Sony Walkman Z series
- Manufacturer: Sony Corporation
- Type: Portable media player
- Lifespan: 2011 – 2012
- Operating system: Android 2.3 "Gingerbread"
- Storage: 8GB (NWZ-Z1040) 16 GB (NWZ-Z1050) 32 GB (NWZ-Z1060) 64 GB (NWZ-Z1070)
- Display: 4.3 inches (11 cm)
- Connectivity: USB 2.0 Compliant Wi-Fi (IEEE 802.11b/g) Bluetooth
- Predecessor: Walkman X series
- Successor: Walkman F series
- Related: Walkman

= Walkman Z Series =

The Sony Walkman Z series is a discontinued Android 2.3-based portable media player manufactured as a part of Sony's Walkman line of music players. First announced in Japan on September 13, 2011, and going on sale the following December, it was announced for an American release by mid-2012 at the 2012 Consumer Electronics Show.
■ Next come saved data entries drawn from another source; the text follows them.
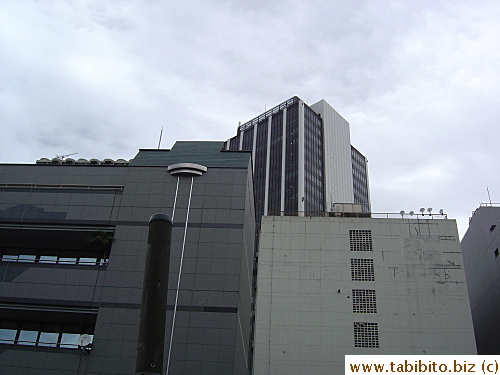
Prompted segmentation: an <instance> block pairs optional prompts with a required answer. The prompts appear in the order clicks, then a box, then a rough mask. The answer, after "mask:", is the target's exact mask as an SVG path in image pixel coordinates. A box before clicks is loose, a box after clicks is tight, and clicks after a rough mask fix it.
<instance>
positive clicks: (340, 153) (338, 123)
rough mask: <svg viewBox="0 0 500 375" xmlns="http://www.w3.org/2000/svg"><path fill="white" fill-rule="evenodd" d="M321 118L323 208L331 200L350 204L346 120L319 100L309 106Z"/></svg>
mask: <svg viewBox="0 0 500 375" xmlns="http://www.w3.org/2000/svg"><path fill="white" fill-rule="evenodd" d="M311 109H312V110H313V111H315V112H316V113H319V114H320V115H321V117H322V118H323V132H324V152H325V192H326V197H325V199H326V202H325V203H326V208H327V210H328V211H330V206H331V203H352V202H354V193H353V186H352V161H351V136H350V131H349V123H348V122H347V121H346V120H345V119H344V118H343V117H342V116H341V115H340V114H339V113H338V112H337V111H336V110H335V109H333V108H332V107H331V106H330V105H329V104H328V103H327V102H326V101H324V100H323V99H322V100H320V101H319V102H317V103H315V104H313V105H311Z"/></svg>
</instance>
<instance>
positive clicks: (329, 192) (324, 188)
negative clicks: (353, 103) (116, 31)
mask: <svg viewBox="0 0 500 375" xmlns="http://www.w3.org/2000/svg"><path fill="white" fill-rule="evenodd" d="M225 147H226V148H227V149H229V150H247V151H252V162H253V170H254V179H253V182H254V189H255V210H256V213H257V221H260V217H261V216H262V215H268V214H270V215H273V214H276V213H277V212H283V213H284V214H285V215H297V214H298V215H305V216H311V215H312V216H314V215H316V214H318V213H322V212H325V211H330V210H331V208H332V205H333V204H334V203H338V202H348V203H359V204H362V207H363V210H364V211H366V212H369V211H370V196H369V186H368V172H367V160H366V158H365V157H364V156H363V155H362V154H361V153H360V152H359V151H358V150H357V149H356V148H354V147H353V146H351V139H350V130H349V123H348V122H347V121H346V120H345V119H344V118H343V117H342V116H341V115H340V114H339V113H338V112H337V111H335V109H333V108H332V107H331V106H330V105H329V104H328V103H327V102H326V101H324V100H320V101H319V102H317V103H315V104H313V105H311V106H308V105H307V104H306V103H305V102H304V101H303V100H302V99H300V98H298V97H296V96H294V97H293V98H291V99H289V100H287V101H285V102H283V103H281V104H279V105H277V106H276V107H274V108H271V109H269V110H268V111H266V112H264V113H262V114H260V115H259V116H257V117H255V118H254V119H252V120H250V121H248V122H246V123H244V124H242V125H240V126H238V133H237V135H236V136H234V137H233V138H231V139H229V140H228V141H227V142H226V146H225ZM297 212H299V213H297ZM304 212H305V213H304Z"/></svg>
It was the first Walkman that ran on the Android operating system.

The device was available in 8, 16, 32 and 64 gigabyte versions, and is equipped with a dual core one gigahertz Nvidia Tegra 2 processor, 512 megabytes of RAM, a 4.3 in screen, WiFi, Bluetooth, GPS capabilities and a gyroscope. The 64 gigabyte versions are only available in some countries. It sports Sony's proprietary S-Master MX digital amplifier, and supports various audio and video formats. Some Japan models also include noise cancelling, as seen on the previous Walkman X series.

Only one generation of the Z series (NWZ-Z1000) was released, and in 2012 the Walkman F Series was introduced as its replacement.